Watchdog reboots on Proxmox cluster due to Ceph/Corosync MTU weirdness (drops to 8885)

Johnlwc

New Member
Oct 3, 2025
2
1
3
Hey all,

Running into a frustrating issue in my 3-node Proxmox + Ceph cluster.

  • Storage network is bonded 10G (802.3ad), VLAN sub-interfaces, MTU set to 9000 end-to-end.

  • Management network is separate and left at 1500.

  • Switches and NICs are confirmed jumbo-capable.

  • On all hosts, ip link shows MTU 9000, and jumbo pings (-M do -s 8972) work fine.

Despite this, Corosync/KNET keeps dropping the MTU to 8885:

Bash:
[KNET  ] pmtud: Global data MTU changed to: 8885



What’s worse: Ceph occasionally gets unstable, OSDs flap, and then the Proxmox watchdog triggers a reboot on one of the nodes.
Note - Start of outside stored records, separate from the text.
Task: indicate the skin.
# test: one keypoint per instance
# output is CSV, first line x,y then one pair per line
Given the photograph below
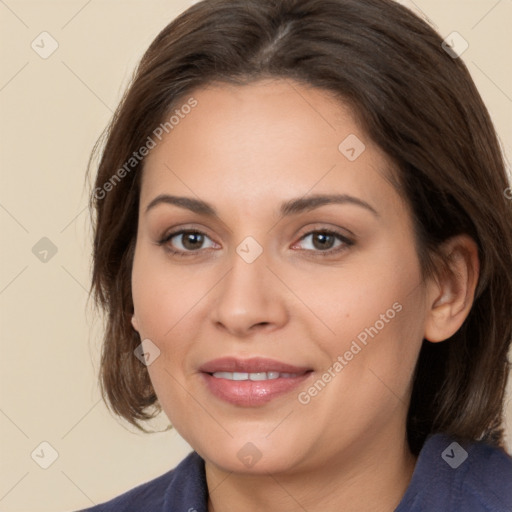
x,y
245,150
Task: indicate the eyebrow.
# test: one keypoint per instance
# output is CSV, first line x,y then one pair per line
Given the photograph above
x,y
290,207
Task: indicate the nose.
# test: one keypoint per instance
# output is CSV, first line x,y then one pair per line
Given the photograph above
x,y
250,298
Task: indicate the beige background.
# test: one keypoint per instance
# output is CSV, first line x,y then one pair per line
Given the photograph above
x,y
52,111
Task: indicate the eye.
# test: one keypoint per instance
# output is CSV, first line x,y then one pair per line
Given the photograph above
x,y
324,242
187,241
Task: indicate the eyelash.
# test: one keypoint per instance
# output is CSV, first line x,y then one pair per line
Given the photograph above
x,y
330,252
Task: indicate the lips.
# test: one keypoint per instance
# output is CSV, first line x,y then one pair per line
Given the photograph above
x,y
252,365
252,382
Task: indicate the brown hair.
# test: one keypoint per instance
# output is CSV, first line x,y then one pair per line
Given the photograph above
x,y
413,99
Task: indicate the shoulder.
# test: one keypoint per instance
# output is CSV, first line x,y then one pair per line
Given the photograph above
x,y
183,484
456,475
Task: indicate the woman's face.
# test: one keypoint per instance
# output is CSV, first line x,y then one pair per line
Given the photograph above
x,y
263,279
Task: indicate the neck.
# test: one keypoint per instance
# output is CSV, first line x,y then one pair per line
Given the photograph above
x,y
370,477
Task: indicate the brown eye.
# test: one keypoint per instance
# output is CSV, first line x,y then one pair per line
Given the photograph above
x,y
185,241
324,242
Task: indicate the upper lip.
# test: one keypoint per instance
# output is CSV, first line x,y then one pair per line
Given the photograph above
x,y
252,365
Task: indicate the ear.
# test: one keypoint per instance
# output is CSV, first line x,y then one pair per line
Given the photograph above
x,y
135,323
450,296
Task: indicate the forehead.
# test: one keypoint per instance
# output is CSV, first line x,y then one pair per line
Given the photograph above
x,y
272,138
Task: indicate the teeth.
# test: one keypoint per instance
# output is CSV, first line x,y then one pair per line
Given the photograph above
x,y
252,376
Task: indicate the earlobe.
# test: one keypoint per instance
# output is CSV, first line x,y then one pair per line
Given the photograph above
x,y
450,298
135,324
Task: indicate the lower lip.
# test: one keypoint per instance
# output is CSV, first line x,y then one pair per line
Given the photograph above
x,y
251,393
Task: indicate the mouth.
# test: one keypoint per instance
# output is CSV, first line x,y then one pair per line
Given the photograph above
x,y
251,382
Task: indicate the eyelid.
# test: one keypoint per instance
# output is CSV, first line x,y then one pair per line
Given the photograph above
x,y
347,242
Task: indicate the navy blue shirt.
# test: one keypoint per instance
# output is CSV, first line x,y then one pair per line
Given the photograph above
x,y
447,478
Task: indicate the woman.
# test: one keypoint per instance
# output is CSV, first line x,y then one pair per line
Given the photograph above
x,y
303,244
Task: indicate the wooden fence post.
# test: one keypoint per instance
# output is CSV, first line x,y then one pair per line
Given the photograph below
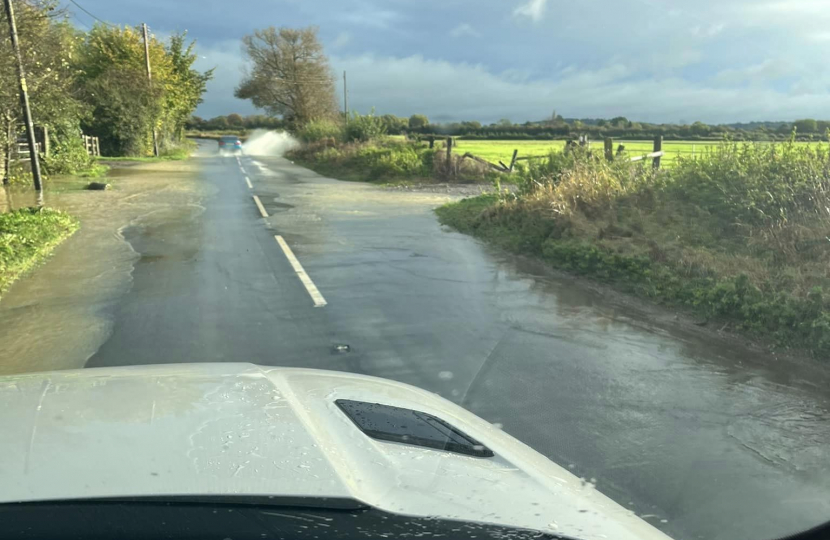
x,y
45,132
658,147
449,154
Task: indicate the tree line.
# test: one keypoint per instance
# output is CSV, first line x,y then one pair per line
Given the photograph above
x,y
290,78
95,83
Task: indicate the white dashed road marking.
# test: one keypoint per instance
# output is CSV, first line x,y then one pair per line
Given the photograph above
x,y
318,299
259,205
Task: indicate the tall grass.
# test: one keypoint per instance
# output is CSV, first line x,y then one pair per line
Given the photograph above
x,y
741,233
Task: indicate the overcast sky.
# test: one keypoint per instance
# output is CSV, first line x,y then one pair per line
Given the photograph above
x,y
649,60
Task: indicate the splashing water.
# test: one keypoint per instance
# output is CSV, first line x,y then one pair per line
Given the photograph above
x,y
269,143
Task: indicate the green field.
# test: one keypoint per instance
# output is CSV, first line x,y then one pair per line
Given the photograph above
x,y
495,151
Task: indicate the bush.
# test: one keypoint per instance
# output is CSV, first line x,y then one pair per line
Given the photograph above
x,y
739,234
317,130
365,128
28,235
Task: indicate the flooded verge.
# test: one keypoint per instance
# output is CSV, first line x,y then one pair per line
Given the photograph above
x,y
57,315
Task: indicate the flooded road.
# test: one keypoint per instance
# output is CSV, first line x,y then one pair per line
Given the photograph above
x,y
701,437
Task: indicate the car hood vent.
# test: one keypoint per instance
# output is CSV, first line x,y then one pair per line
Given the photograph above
x,y
407,426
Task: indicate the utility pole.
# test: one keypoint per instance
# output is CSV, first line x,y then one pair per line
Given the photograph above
x,y
24,99
345,100
150,78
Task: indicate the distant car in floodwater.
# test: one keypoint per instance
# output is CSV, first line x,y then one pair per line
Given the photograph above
x,y
230,143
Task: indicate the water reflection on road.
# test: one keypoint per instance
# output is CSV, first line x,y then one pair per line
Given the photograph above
x,y
704,437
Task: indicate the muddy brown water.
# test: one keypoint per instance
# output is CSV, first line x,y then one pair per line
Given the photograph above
x,y
702,437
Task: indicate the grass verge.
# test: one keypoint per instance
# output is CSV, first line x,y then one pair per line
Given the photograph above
x,y
738,236
27,236
388,161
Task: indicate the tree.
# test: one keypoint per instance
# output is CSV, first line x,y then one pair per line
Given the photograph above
x,y
394,125
807,125
126,106
700,129
417,121
290,75
186,88
47,43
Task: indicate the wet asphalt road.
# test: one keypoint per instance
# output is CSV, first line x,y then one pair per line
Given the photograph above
x,y
702,438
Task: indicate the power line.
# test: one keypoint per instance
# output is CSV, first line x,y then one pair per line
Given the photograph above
x,y
79,6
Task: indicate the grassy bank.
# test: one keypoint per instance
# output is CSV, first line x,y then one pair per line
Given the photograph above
x,y
27,236
383,160
738,235
173,154
495,151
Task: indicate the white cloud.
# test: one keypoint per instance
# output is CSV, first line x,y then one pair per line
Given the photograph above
x,y
342,39
470,91
371,16
533,9
226,57
464,30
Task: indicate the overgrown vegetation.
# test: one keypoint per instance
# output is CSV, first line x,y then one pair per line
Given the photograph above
x,y
95,83
27,236
739,234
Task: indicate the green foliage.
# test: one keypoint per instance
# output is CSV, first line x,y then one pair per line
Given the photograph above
x,y
753,184
365,127
67,152
126,107
739,234
807,125
373,161
289,76
27,236
417,121
318,130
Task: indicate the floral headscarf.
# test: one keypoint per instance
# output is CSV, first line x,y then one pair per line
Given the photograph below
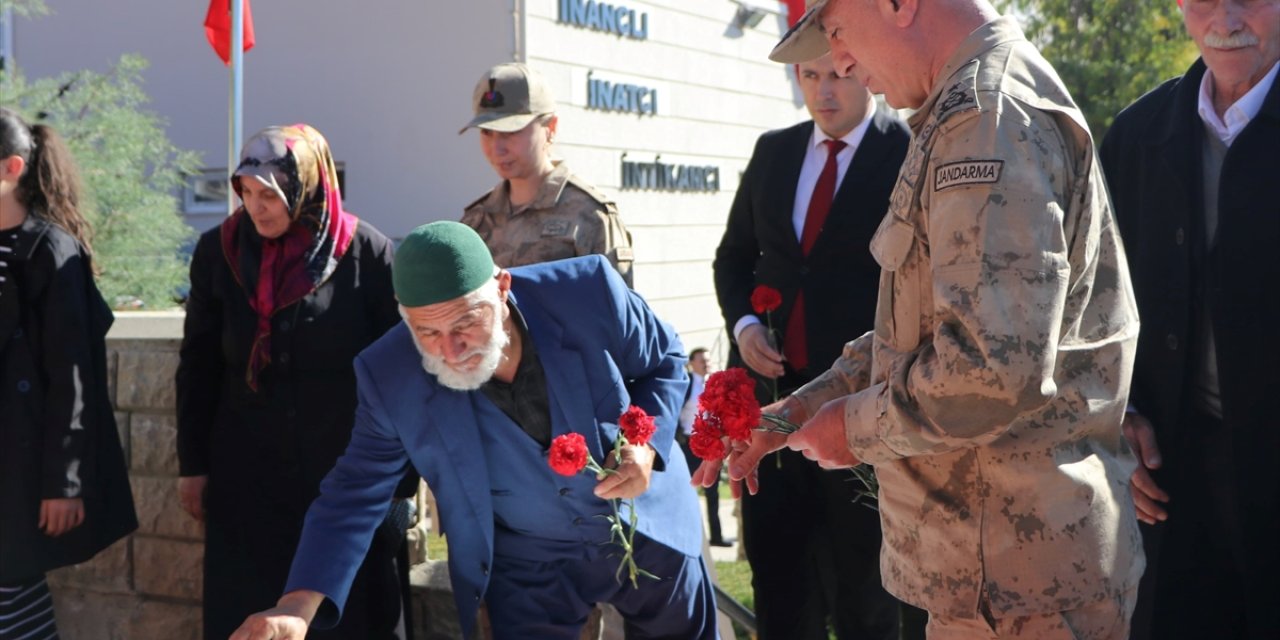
x,y
295,161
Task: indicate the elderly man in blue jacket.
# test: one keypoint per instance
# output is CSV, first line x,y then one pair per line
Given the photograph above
x,y
504,361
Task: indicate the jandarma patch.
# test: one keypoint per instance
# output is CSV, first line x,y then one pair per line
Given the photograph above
x,y
556,228
970,172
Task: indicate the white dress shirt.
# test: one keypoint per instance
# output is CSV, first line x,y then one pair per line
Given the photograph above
x,y
814,159
1237,115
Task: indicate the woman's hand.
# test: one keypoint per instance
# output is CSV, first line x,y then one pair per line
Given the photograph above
x,y
60,515
191,494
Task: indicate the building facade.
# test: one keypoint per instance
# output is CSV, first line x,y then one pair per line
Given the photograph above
x,y
659,100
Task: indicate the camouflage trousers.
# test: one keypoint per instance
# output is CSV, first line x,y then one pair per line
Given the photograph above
x,y
1107,620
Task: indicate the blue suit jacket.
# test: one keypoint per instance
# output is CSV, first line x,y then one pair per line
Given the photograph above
x,y
602,348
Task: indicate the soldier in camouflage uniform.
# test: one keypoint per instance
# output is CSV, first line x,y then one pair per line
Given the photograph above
x,y
990,394
540,210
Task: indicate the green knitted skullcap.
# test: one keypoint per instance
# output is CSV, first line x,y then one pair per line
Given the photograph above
x,y
438,263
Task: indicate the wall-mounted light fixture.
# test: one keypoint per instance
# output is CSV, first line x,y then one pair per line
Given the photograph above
x,y
748,14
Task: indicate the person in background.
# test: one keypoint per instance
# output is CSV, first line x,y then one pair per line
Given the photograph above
x,y
540,210
807,208
284,293
698,370
64,487
1192,168
988,397
487,369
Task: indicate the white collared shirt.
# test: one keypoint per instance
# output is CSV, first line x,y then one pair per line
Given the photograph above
x,y
814,159
1237,115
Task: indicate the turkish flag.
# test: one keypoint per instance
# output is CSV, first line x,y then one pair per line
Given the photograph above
x,y
218,28
795,10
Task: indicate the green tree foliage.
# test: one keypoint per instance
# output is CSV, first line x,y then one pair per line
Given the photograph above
x,y
1109,53
131,174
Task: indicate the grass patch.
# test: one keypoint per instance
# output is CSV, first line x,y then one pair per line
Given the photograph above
x,y
735,579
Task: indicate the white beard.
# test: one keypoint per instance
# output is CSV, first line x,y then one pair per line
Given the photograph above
x,y
492,355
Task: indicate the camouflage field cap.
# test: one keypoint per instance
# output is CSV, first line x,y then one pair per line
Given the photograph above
x,y
438,263
805,40
508,97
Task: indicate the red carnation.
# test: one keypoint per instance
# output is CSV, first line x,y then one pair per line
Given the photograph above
x,y
707,446
766,298
636,425
568,455
730,397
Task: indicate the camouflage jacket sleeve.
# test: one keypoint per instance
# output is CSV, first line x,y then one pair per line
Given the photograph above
x,y
986,278
606,234
849,374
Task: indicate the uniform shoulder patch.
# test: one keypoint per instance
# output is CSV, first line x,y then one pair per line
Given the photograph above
x,y
478,201
556,227
968,172
585,187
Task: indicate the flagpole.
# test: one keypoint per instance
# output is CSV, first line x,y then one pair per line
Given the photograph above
x,y
237,96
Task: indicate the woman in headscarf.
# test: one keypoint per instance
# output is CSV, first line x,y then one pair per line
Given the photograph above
x,y
284,293
64,489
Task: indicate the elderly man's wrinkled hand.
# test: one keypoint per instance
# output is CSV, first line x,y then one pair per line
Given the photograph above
x,y
631,475
754,346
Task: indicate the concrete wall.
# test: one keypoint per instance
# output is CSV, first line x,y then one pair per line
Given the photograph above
x,y
389,85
It’s almost like the cluster quorum is lost for a moment due to packet fragmentation or latency spikes.

We haven’t changed anything in the config recently this just started happening.

Anything else I need to check here?
 
Hey,
some guessing: KNET reports the data MTU, meaning after deduction of all required headers and padding.
When I look at my test cluster KNET reports 1397 as data MTU. This makes an overhead of 103 bytes. Maybe KNET does align the data at 64 byte boundary, that's why data MTU in your example is 12 bytes lower.
You can work yourself through the code, it is all on GitHub: https://github.com/kronosnet/kronosnet

If the PVE node is rebooting an analysis is possible only after providing at least information about network setup, content of corosync.conf and of course some logs, e. g. of corosync.service before reboot.
 
  • Like
Reactions: jsterr
Hey,
some guessing: KNET reports the data MTU, meaning after deduction of all required headers and padding.
When I look at my test cluster KNET reports 1397 as data MTU. This makes an overhead of 103 bytes. Maybe KNET does align the data at 64 byte boundary, that's why data MTU in your example is 12 bytes lower.
You can work yourself through the code, it is all on GitHub: https://github.com/kronosnet/kronosnet

If the PVE node is rebooting an analysis is possible only after providing at least information about network setup, content of corosync.conf and of course some logs, e. g. of corosync.service before reboot.
Thank you for your reply. After further debugging, I discovered that an OpenStack node had taken the same IP address as a Proxmox node. This caused the other two servers to compete for master status. Additionally, Corosync traffic was running over the same link as the storage network, which we have now corrected.
 
  • Like
Reactions: fba